In his latest column for Forbes online, Drucker Institute Executive Director Rick Wartzman writes about an interesting take on Lean In: Women, Work and the Will to Lead, the hot new book by Facebook’s chief operating officer, Sheryl Sandberg.
Wartzman highlights a piece in last weekend’s Wall Street Journal by Jody Greenstone Miller, the co-founder of Business Talent Group. Sandberg “tells women with high aspirations that they need to ‘lean in’ at work—that is, assert themselves more,” Miller wrote. “It’s fine advice, but it misdiagnoses the problem. It isn’t any shortage of drive that leads those phalanxes of female Harvard Business School grads to opt out. It’s the assumption that senior roles have to consume their every waking moment.”

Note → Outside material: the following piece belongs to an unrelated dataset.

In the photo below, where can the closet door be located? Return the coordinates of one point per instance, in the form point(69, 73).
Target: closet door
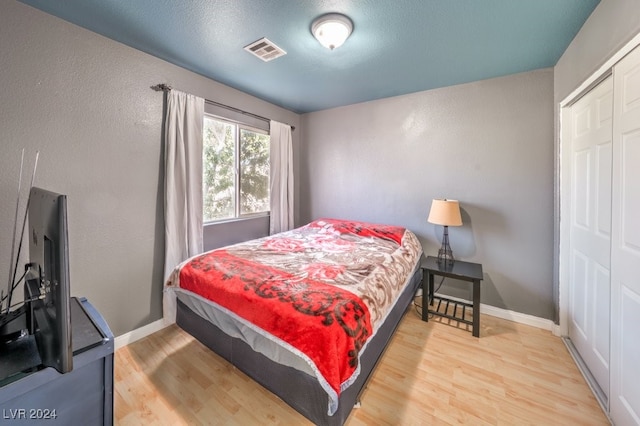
point(590, 230)
point(625, 250)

Miller went on to call for “a saner, more satisfying blend of the things that ambitious women want from work and life”—in part, by getting way from “the arbitrary notion that high-level work can be done only by people who work 10 or more hours a day, five or more days a week, 12 months a year. Why not just three days a week, or six hours a day, or 10 months a year?”
Wartzman points out that Peter Drucker would have “wholeheartedly concurred” with Miller’s analysis. In the industrial era, Drucker said, “the main measurement of productivity was how tired people were when they got home. Well, that’s not the measurement of productivity; that’s the measurement of incompetence. And we are doing that with knowledge work.”
“But in the end,” Wartzman adds, “the steps that Miller is calling for employers to take aren’t gender-specific. They are, rather, a potentially powerful formula for raising the productivity of all knowledge workers, regardless of whether they’re male or female.”